Suburban mothers, cryptocurrency enthusiasts, and Taylor Swift fans are not the only groups making their influence known this election season. Bond investors are expressing their opinions through financial markets, and their sentiment is increasingly negative.
The term “bond vigilantes,” popularized by Wall Street veteran Ed Yardeni in the 1980s, describes traders who respond to large deficits by selling off bonds to increase yields. In a recent note, Yardeni, the president of Yardeni Research, and Eric Wallerstein, the firm’s chief markets strategist, highlighted that these bond vigilantes are acting early. They pointed out that the 10-year Treasury yield has surged by 63 basis points to 4.25% since the Federal Reserve’s announcement of a half-point rate cut last month.
Yardeni and Wallerstein indicated in their note that the bond vigilantes are indirectly expressing their dissatisfaction with Federal Reserve Chair Jerome Powell’s dovish monetary policy. They believe the economy is overheating, suggesting that the Fed’s premature 50-basis-point rate cut on September 18 might exacerbate this issue.
Prior to the initial rate cut, Treasury yields declined as investors anticipated an aggressive easing cycle to match the previous tightening cycle. However, following the Fed meeting, a significant reversal occurred.
The shift in sentiment has been so pronounced that several Wall Street analysts have warned that the central bank might halt further rate cuts. The change in perspective stems from signals by Fed officials and economic data that have reduced optimism for widespread easing.
Yardeni and Wallerstein also attributed recent market movements to the outlook on federal deficits, which have significantly increased. At $950 billion for the fiscal year ending September 30—a 35% increase from the previous year—this rise is mainly attributed to higher interest rates.
The bond vigilantes may also be targeting Washington, anticipating that regardless of which party controls the White House and Congress, fiscal policies will continue to inflate the budget deficit and potentially increase inflation. The next administration is expected to face net interest expenditures exceeding $1 trillion on the growing federal debt.

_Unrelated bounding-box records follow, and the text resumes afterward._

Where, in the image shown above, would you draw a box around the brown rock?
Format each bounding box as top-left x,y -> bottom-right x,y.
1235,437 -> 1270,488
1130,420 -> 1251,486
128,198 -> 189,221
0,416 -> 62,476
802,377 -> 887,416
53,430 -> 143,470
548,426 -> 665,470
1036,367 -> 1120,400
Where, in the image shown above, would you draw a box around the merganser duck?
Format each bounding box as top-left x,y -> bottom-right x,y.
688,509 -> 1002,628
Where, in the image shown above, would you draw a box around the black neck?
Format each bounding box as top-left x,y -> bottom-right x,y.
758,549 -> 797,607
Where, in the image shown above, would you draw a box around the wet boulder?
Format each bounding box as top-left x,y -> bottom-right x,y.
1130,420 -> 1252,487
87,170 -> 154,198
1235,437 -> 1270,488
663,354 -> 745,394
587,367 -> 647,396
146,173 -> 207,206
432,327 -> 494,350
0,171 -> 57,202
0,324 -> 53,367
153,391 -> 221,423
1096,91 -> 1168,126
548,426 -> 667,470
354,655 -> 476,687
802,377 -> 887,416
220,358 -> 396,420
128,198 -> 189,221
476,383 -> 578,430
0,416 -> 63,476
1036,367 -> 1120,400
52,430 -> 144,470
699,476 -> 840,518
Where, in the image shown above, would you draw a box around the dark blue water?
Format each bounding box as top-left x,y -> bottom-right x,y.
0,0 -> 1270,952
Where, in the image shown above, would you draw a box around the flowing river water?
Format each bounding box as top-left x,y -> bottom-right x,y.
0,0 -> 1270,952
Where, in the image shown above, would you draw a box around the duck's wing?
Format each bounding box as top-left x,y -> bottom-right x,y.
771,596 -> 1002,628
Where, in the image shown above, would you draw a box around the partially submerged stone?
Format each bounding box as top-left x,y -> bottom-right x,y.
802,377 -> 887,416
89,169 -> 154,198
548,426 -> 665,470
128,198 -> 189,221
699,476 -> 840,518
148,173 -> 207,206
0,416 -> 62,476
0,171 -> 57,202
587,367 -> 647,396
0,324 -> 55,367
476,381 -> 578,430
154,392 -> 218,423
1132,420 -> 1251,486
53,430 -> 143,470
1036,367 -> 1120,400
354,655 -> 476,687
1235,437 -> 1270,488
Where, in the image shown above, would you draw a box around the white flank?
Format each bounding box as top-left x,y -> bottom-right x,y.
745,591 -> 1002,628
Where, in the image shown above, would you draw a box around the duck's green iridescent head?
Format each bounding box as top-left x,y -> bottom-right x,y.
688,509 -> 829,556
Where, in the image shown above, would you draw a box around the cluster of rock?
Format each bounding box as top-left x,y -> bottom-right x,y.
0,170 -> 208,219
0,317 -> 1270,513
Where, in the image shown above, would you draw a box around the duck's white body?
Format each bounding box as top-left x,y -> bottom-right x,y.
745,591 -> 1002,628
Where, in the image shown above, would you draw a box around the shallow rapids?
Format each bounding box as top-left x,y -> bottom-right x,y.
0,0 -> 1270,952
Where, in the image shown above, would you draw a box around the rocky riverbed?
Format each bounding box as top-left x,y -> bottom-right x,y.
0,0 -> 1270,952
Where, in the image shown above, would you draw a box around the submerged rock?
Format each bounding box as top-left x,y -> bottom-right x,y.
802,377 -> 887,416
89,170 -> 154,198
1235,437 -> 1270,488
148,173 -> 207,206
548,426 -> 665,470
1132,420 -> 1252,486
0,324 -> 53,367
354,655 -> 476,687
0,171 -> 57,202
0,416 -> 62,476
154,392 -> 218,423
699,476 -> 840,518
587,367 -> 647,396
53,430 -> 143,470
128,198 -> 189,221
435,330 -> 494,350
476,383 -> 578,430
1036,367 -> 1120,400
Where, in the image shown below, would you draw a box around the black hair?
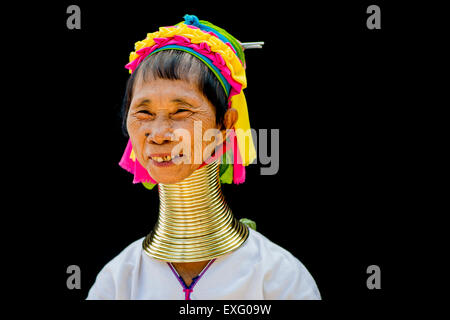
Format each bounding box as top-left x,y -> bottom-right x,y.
121,49 -> 228,136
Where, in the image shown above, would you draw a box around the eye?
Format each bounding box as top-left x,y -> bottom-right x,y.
136,110 -> 154,120
172,109 -> 192,118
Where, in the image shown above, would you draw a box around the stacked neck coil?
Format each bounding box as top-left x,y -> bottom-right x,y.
142,161 -> 248,262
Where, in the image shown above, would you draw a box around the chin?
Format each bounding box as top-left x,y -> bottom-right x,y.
149,168 -> 189,184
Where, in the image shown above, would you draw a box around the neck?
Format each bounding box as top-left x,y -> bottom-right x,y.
142,161 -> 248,262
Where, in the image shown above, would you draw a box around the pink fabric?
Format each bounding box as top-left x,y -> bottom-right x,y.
119,130 -> 245,184
125,35 -> 242,99
119,30 -> 245,184
119,140 -> 158,184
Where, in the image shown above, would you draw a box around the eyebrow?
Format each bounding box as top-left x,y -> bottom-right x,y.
170,98 -> 197,108
135,98 -> 198,109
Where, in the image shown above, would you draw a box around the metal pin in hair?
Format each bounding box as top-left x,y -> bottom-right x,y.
241,41 -> 264,50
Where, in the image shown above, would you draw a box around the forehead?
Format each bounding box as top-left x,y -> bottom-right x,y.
133,77 -> 205,101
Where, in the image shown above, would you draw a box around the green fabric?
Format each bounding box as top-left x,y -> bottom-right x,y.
200,20 -> 245,66
239,218 -> 256,230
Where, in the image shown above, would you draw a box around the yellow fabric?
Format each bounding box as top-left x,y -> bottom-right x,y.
231,91 -> 256,166
130,23 -> 247,89
130,23 -> 256,166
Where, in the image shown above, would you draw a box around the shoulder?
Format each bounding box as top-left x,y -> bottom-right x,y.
243,229 -> 321,299
87,238 -> 144,300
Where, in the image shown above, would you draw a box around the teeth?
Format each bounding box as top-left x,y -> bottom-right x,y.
152,156 -> 172,162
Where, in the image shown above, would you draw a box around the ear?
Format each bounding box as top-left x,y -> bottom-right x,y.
220,108 -> 239,140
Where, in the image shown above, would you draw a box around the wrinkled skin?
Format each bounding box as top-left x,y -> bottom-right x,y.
127,79 -> 238,285
127,79 -> 237,184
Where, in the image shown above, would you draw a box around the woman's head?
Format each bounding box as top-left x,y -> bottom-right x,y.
123,50 -> 237,183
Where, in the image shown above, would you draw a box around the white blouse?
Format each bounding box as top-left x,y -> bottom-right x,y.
87,228 -> 321,300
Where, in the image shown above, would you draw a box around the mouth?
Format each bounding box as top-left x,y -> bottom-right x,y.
149,153 -> 183,167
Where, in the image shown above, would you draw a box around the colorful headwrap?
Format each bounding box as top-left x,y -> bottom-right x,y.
119,15 -> 256,188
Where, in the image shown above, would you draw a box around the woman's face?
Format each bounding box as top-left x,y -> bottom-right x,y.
127,77 -> 224,184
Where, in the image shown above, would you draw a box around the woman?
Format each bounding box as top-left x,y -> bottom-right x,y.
87,15 -> 320,300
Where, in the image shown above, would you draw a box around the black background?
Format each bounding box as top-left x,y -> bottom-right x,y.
7,1 -> 440,316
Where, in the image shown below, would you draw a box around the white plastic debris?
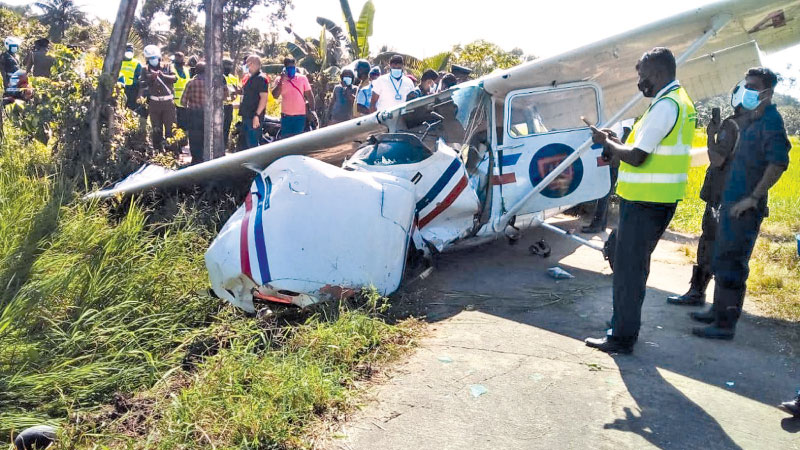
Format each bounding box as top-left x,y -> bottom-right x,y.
547,266 -> 575,280
469,384 -> 489,398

Concerns regarding the escalating federal deficit are widespread. Analysts at the Penn Wharton Budget Model and the Committee for a Responsible Federal Budget have predicted that policies by former President Donald Trump could lead to a more severe fiscal shortfall compared to those expected under Kamala Harris. Trump has suggested a series of tax cuts, including the potential elimination of income taxes, while proposing across-the-board tariff increases, which could be inflationary as companies pass on the added costs to consumers.
With Trump gaining ground in the polls, the bond market is increasingly factoring in his policies, which are expected to fuel inflation and widen deficits. This scenario is raising expectations of upward pressure on Federal Reserve rates and yields, with investors seeking larger returns due to a surge in new Treasury bonds.
Aside from the rise in Treasury yields, Yardeni and Wallerstein identified other financial market developments, such as increased federal funds futures, heightened inflation expectations via the 10-year TIPS rate, a stronger dollar, and a 33% surge in gold prices year-to-date. Gold has become an attractive hedge against rising inflation, excessive fiscal policies, and geopolitical instability.
Investors are purchasing precious metals to shield their portfolios from various risks. Additionally, foreign central banks, identified as adversaries in global politics, are increasing their gold reserves to potentially evade future financial sanctions.
Although bond vigilantes seemed inactive for years, especially when the Fed maintained low rates, Yardeni remarked last year that they were re-engaging with federal deficits as a focal point. Despite figures like JPMorgan CEO Jamie Dimon raising concerns about U.S. deficits and debt, neither Trump nor Harris has prioritized the issue during their campaigns, potentially amplifying the bond vigilantes’ influence.
The formidable influence of bond vigilantes was vividly demonstrated in the early 1990s. During this period, U.S. yields soared as investors sold Treasury bonds amid concerns about federal deficits, an episode famously known as the Great Bond Massacre. This power was epitomized by James Carville, an adviser to President Bill Clinton, who once expressed a desire to be reincarnated as the bond market due to its ability to intimidate all others.